The Senate Health Committee is launching an investigation into the bankruptcy of Steward Health Care, a Dallas-based hospital chain with a significant presence in Eastern Massachusetts, and will vote next week on issuing a subpoena to its CEO, Ralph de la Torre.

Steward operates 31 hospitals in eight states, including eight in Massachusetts. In May, the company filed for bankruptcy and plans to sell all of its hospitals, but bankruptcy documents show that it paid millions of dollars to executives, including de Torre.

Chairman Bernie Sanders (I-Vt.) and ranking member Bill Cassidy (R-La.) announced Thursday that the committee will vote on July 25 on the subpoena to compel de la Torre to testify at a Sept. 12 hearing.

“Given the severe harm and uncertainty that Steward’s bankruptcy and financial arrangements mean for hospitals, patients and health care workers across the country, Dr. de la Torre has left us no choice but to compel him to testify at this hearing,” Sanders and Cassidy said in a joint statement.

Steward took over a failing Boston Archdiocese hospital system in 2010, converted it into for-profit facilities with the support of private equity firm Cerberus Capital Management, and then bought up hospitals across the country.
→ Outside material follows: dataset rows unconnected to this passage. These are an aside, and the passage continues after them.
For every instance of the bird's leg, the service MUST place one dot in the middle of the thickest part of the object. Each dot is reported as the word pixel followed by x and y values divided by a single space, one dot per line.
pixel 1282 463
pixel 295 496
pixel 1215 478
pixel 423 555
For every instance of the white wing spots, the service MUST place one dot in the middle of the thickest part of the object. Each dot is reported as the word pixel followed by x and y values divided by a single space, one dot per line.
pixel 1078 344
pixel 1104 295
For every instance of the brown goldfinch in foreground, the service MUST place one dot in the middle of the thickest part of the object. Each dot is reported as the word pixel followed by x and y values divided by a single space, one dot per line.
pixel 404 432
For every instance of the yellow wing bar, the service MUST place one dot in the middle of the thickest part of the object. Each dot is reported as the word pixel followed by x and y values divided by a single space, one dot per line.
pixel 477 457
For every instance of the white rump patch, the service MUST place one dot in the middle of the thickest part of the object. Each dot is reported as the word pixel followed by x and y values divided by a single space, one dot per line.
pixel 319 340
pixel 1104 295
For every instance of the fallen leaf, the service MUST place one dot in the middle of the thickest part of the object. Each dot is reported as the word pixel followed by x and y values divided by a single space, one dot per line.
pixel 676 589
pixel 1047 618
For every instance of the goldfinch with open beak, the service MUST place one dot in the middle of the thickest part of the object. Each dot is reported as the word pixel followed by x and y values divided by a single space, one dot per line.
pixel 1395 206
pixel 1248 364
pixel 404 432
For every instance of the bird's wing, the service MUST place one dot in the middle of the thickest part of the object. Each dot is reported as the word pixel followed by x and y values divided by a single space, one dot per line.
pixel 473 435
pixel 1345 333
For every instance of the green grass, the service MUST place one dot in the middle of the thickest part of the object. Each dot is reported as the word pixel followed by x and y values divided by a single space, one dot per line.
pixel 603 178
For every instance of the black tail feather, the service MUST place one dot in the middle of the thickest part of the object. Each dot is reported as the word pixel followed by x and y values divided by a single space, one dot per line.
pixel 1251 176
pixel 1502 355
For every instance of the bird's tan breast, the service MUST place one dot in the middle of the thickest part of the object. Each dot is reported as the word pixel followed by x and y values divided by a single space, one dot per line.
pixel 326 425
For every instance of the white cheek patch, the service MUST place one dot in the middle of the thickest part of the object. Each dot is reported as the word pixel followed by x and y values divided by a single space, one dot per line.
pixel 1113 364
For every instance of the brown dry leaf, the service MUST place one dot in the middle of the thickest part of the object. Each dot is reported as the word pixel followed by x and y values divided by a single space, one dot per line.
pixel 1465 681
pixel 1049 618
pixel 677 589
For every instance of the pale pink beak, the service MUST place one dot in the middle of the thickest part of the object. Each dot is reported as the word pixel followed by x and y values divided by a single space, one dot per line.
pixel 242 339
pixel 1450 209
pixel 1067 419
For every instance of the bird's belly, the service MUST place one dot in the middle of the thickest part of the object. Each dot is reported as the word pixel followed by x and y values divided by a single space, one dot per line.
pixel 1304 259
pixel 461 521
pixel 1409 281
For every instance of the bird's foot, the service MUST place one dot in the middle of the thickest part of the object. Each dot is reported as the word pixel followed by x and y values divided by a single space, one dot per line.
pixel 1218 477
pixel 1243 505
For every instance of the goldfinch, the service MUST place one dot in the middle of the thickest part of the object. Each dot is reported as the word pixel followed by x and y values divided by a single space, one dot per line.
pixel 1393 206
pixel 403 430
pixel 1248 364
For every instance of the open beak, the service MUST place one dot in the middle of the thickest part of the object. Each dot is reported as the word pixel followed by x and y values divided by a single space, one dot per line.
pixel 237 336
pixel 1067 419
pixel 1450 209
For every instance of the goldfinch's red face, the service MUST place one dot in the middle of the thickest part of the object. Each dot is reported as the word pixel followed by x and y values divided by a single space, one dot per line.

Cerberus siphoned money from the hospitals and then sold all the land to a real estate investment company for more than a billion dollars and agreed to lease the hospitals back for millions of dollars annually. Steward used the money from the deal to finance further expansions, reportedly without investing in the existing hospitals.


Before the bankruptcy, Steward had also been sued by at least two dozen suppliers who claimed they had not been paid for supplies and services.

De la Torre was amassing his personal fortune at the same time. He lived in a Dallas enclave next to George W. Bush and Mark Cuban and reportedly owned a $40 million yacht and a luxury fishing boat. According to the committee, he received an estimated compensation of $16 million a year and Cerberus made a profit of $800 million.

In a separate statement, Sanders and Senator Edward Markey (D-Massachusetts) sharply criticized Steward and de la Torre, calling them classic examples of corporate greed.

“There could be no clearer example of this than the private equity vultures on Wall Street who make fortunes taking over hospitals, plundering their assets and lining their own pockets,” the senators said.

“Enough is enough. It is time for Dr. de la Torre to get off his yacht and explain to Congress how much he has gained financially while bankrupting the hospitals he runs,” Sanders and Markey said.

Several of Steward’s hospitals have been forced to close. Others have been unable to pay their health care providers or purchase supplies. Now communities across the country are at risk of losing their local hospitals.